My heels clank as I unlock my legs, landing back on my own two feet, nearly falling over in the process. He steadies me, but I shove away his help. “What do you mean, what do I want ?”
He shrugs a shoulder. “Everyone wants something.” He looks unfazed by the anger building in my expression. “I want you.” He motions toward himself. “Am I enough for you? Or . . . is there something else?”
For a moment I’m shocked by his words. I almost want to laugh.
Then I’m furious.
“You want to pay me?”
He gives me a look. “No. I don’t pay for sex. But”—he sighs—“would you like me to take you to dinner? Or a helicopter ride over the city?” He looks completely serious when he says, “That’s what you want, right? Why you’re here?”
I blink. Though he’s basically describing dating, I don’t like what he’s insinuating. I don’t like that he’s painting me as wanting anything from him beyond a good time.
I remember his words from before. About what kind of person I am . A person who could be enticed into someone’s bed because of their money.
“So that’s what this is? You think you can buy someone’s affection? Take them on a fancy date and woo them into your bed?”
He lifts a shoulder. “I can buy anything I want.”
I’m seeing red. Who does this guy think he is? “Clearly not,” I say, before ripping the door open and walking back into the club.
Movie moment officially over.
The sudden blaring of music is temporarily disarming. I nearly trip in these stupid, stupid heels before a hand shoots out and steadies me. Penelope.
“I was looking everywhere for you!” she says, face panicked in a two-minutes-away-from-calling- Dateline kind of way. “What were you doing in the stairwell —”

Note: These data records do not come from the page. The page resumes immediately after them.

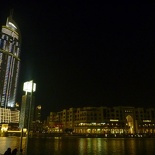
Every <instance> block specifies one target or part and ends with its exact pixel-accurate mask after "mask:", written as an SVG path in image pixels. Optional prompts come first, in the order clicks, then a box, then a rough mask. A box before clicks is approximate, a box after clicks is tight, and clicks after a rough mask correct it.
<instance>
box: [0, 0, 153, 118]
mask: <svg viewBox="0 0 155 155" xmlns="http://www.w3.org/2000/svg"><path fill="white" fill-rule="evenodd" d="M20 2H21V3H19V2H18V3H17V2H14V3H13V2H12V1H10V2H7V3H6V4H4V5H3V6H4V7H3V8H2V9H1V10H0V25H2V24H3V25H4V24H5V21H6V18H7V16H8V15H9V12H10V9H11V8H14V14H13V18H14V20H15V21H16V23H18V26H19V28H20V31H21V35H22V47H21V69H20V78H19V88H18V95H17V101H18V102H19V103H21V96H22V94H24V92H23V91H22V86H23V82H25V81H29V80H31V79H33V80H34V82H36V84H37V90H36V93H35V98H36V100H35V104H36V105H39V104H41V105H42V114H43V117H45V118H46V116H47V115H49V112H50V111H61V110H63V109H68V108H71V107H75V108H76V107H83V106H136V107H155V82H154V81H155V6H154V5H150V6H148V5H130V4H122V5H118V4H113V5H112V4H102V3H97V2H96V3H95V2H93V3H85V2H78V3H75V2H71V3H68V2H63V1H61V0H60V1H58V2H50V0H49V1H46V0H45V1H43V2H38V1H37V2H36V3H35V2H29V1H26V2H22V1H20ZM3 3H5V2H3Z"/></svg>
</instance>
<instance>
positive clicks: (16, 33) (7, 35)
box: [0, 16, 21, 108]
mask: <svg viewBox="0 0 155 155" xmlns="http://www.w3.org/2000/svg"><path fill="white" fill-rule="evenodd" d="M20 40H21V39H20V32H19V28H18V26H17V24H16V23H15V22H14V20H13V19H12V16H9V17H8V18H7V21H6V25H5V26H2V30H1V34H0V107H1V108H12V107H14V106H15V100H16V92H17V82H18V75H19V66H20Z"/></svg>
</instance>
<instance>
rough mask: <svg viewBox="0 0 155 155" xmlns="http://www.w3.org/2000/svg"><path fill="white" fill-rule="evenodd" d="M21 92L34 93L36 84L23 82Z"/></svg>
mask: <svg viewBox="0 0 155 155" xmlns="http://www.w3.org/2000/svg"><path fill="white" fill-rule="evenodd" d="M32 89H33V90H32ZM23 90H24V91H26V92H32V91H33V92H35V91H36V83H33V82H32V81H28V82H25V83H24V85H23Z"/></svg>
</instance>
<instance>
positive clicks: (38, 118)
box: [35, 105, 41, 122]
mask: <svg viewBox="0 0 155 155" xmlns="http://www.w3.org/2000/svg"><path fill="white" fill-rule="evenodd" d="M35 121H37V122H40V121H41V105H38V106H37V107H36V109H35Z"/></svg>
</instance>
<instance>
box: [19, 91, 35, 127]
mask: <svg viewBox="0 0 155 155" xmlns="http://www.w3.org/2000/svg"><path fill="white" fill-rule="evenodd" d="M31 97H32V96H31V93H29V92H27V94H26V95H23V96H22V105H21V113H20V125H19V126H20V128H28V126H29V125H30V128H31V126H32V123H33V119H34V97H32V98H33V99H32V100H31ZM30 109H31V110H30Z"/></svg>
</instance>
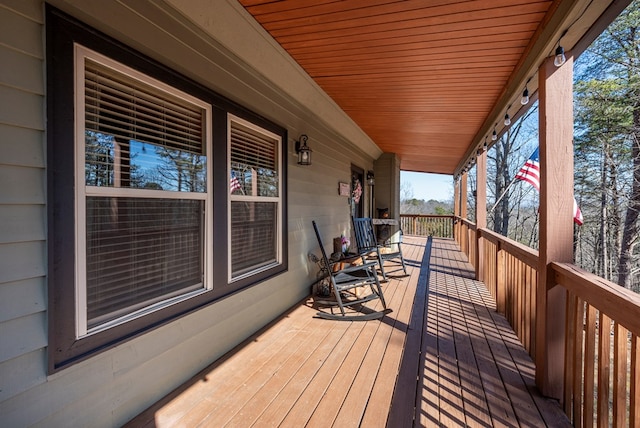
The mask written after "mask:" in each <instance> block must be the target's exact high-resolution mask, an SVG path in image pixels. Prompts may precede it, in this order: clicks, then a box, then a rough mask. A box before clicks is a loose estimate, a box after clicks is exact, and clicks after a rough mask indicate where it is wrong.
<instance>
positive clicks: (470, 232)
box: [453, 217, 477, 267]
mask: <svg viewBox="0 0 640 428" xmlns="http://www.w3.org/2000/svg"><path fill="white" fill-rule="evenodd" d="M454 222H455V224H454V232H453V233H454V238H455V240H456V241H457V242H458V245H460V250H461V251H462V252H463V253H465V254H466V255H467V257H468V259H469V262H470V263H471V264H472V265H473V267H475V266H476V261H477V258H476V247H477V245H476V225H475V223H471V222H470V221H469V220H467V219H465V218H461V217H455V219H454Z"/></svg>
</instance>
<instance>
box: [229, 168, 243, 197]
mask: <svg viewBox="0 0 640 428" xmlns="http://www.w3.org/2000/svg"><path fill="white" fill-rule="evenodd" d="M239 189H242V186H241V185H240V181H239V180H238V177H236V173H235V172H234V171H231V179H230V180H229V192H230V193H233V192H235V191H236V190H239Z"/></svg>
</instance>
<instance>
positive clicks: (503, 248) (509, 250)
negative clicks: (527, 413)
mask: <svg viewBox="0 0 640 428" xmlns="http://www.w3.org/2000/svg"><path fill="white" fill-rule="evenodd" d="M479 236H480V238H481V239H482V247H483V248H482V251H483V254H484V257H482V258H481V261H482V267H483V269H482V276H483V278H482V279H483V281H484V283H485V284H486V286H487V288H488V289H489V292H490V293H491V295H492V296H493V298H494V299H495V301H496V309H497V311H498V312H499V313H501V314H503V315H504V316H505V317H506V318H507V320H508V321H509V323H510V324H511V327H513V330H514V331H515V332H516V335H517V336H518V338H519V339H520V342H521V343H522V344H523V346H524V347H525V349H526V350H527V351H528V352H529V355H531V356H532V357H533V356H534V355H535V337H536V334H535V332H536V325H535V324H536V318H535V314H536V287H537V284H538V252H537V251H535V250H532V249H531V248H529V247H527V246H525V245H522V244H519V243H517V242H515V241H512V240H510V239H508V238H505V237H504V236H502V235H499V234H497V233H495V232H492V231H490V230H488V229H480V233H479Z"/></svg>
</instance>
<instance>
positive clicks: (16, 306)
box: [0, 276, 47, 323]
mask: <svg viewBox="0 0 640 428" xmlns="http://www.w3.org/2000/svg"><path fill="white" fill-rule="evenodd" d="M45 287H46V285H45V279H44V277H41V276H39V277H35V278H30V279H25V280H22V281H12V282H7V283H4V284H0V323H2V322H4V321H9V320H12V319H15V318H19V317H22V316H25V315H31V314H35V313H38V312H42V311H44V310H45V309H46V306H47V294H46V290H45Z"/></svg>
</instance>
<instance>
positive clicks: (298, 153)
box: [296, 134, 312, 165]
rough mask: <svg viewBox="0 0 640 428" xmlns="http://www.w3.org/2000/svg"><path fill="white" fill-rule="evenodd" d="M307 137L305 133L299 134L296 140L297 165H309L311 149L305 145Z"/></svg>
mask: <svg viewBox="0 0 640 428" xmlns="http://www.w3.org/2000/svg"><path fill="white" fill-rule="evenodd" d="M308 139H309V137H307V136H306V135H305V134H302V135H301V136H300V139H299V140H298V141H296V153H297V154H298V164H299V165H311V152H312V150H311V149H310V148H309V146H307V140H308Z"/></svg>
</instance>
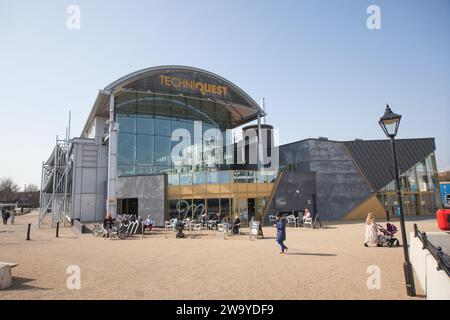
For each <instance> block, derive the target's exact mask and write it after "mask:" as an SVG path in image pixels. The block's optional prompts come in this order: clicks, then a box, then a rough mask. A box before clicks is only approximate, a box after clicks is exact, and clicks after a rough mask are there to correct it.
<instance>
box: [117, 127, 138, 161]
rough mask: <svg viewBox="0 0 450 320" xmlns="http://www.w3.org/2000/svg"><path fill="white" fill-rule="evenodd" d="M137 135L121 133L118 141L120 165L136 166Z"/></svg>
mask: <svg viewBox="0 0 450 320" xmlns="http://www.w3.org/2000/svg"><path fill="white" fill-rule="evenodd" d="M135 150H136V135H134V134H129V133H120V134H119V141H118V157H117V164H118V165H134V159H135Z"/></svg>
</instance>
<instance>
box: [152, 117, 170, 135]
mask: <svg viewBox="0 0 450 320" xmlns="http://www.w3.org/2000/svg"><path fill="white" fill-rule="evenodd" d="M171 128H172V126H171V121H170V118H159V117H157V118H155V135H158V136H166V137H170V136H171V135H172V129H171Z"/></svg>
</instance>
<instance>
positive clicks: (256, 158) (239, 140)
mask: <svg viewBox="0 0 450 320" xmlns="http://www.w3.org/2000/svg"><path fill="white" fill-rule="evenodd" d="M202 132H203V130H202V121H194V130H193V134H194V136H193V137H192V134H191V132H190V131H189V130H187V129H184V128H178V129H175V130H174V131H172V135H171V141H172V142H175V143H176V144H175V145H174V147H173V148H172V152H171V159H172V164H173V165H174V166H176V167H186V166H195V165H198V164H200V163H201V164H204V165H205V166H207V167H215V166H219V165H223V164H250V165H251V164H253V165H258V169H259V170H260V171H269V172H273V171H277V170H278V168H279V152H278V145H277V144H275V142H276V141H275V140H278V131H277V130H276V129H266V128H261V131H260V134H258V130H257V129H252V128H250V129H247V130H245V132H244V133H243V138H242V139H241V140H239V141H238V142H234V141H232V130H231V129H227V130H225V134H223V133H222V131H221V130H219V129H218V128H209V129H207V130H206V131H205V132H204V133H203V134H202ZM192 141H194V142H195V141H197V143H192ZM177 142H178V143H177Z"/></svg>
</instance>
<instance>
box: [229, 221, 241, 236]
mask: <svg viewBox="0 0 450 320" xmlns="http://www.w3.org/2000/svg"><path fill="white" fill-rule="evenodd" d="M236 227H237V230H238V232H237V234H238V235H241V222H239V223H236V224H233V225H232V226H231V234H235V233H234V228H236Z"/></svg>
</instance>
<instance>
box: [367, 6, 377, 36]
mask: <svg viewBox="0 0 450 320" xmlns="http://www.w3.org/2000/svg"><path fill="white" fill-rule="evenodd" d="M366 12H367V14H369V17H367V21H366V25H367V29H369V30H380V29H381V9H380V7H379V6H377V5H375V4H371V5H370V6H368V7H367V11H366Z"/></svg>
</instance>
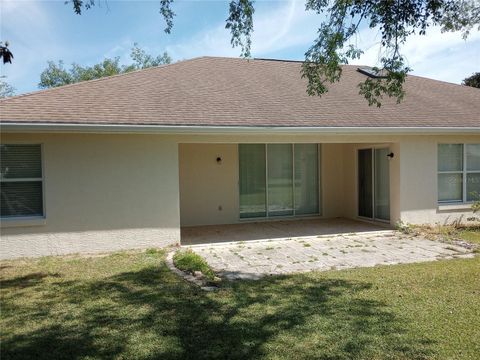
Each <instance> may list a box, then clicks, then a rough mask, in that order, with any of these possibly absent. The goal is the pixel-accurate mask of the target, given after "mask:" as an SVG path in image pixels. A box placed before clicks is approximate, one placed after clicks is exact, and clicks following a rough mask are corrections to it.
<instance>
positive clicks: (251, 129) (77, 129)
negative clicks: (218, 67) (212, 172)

The door behind us opens again, and the guy every single part of me was just completely pressed against walks through it.
Her eyebrows travel almost all the way to her hairline. “—with the CEO of Atomic . . . ?”
I blink. Turn slowly in the direction of the towering figure who I can still taste in my mouth. “The what ?”
He looks unfazed. Raises an eyebrow. “Does that change anything?”
I almost do something I would certainly regret later. Would have, but Penelope takes both of my hands in hers, and all I manage to do is get really close to his face and say, “I hope this tech bubble pops and your stupid start-up dies a slow, painful death.”
We leave before we’re escorted out of the party by actual bouncers. And it’s only outside, under the lights of New York City at 2:00 a.m., a block away from the French fry place, and far enough from where I left my dignity, that I turn to Penelope and say, “I think that jerk called me a gold digger.”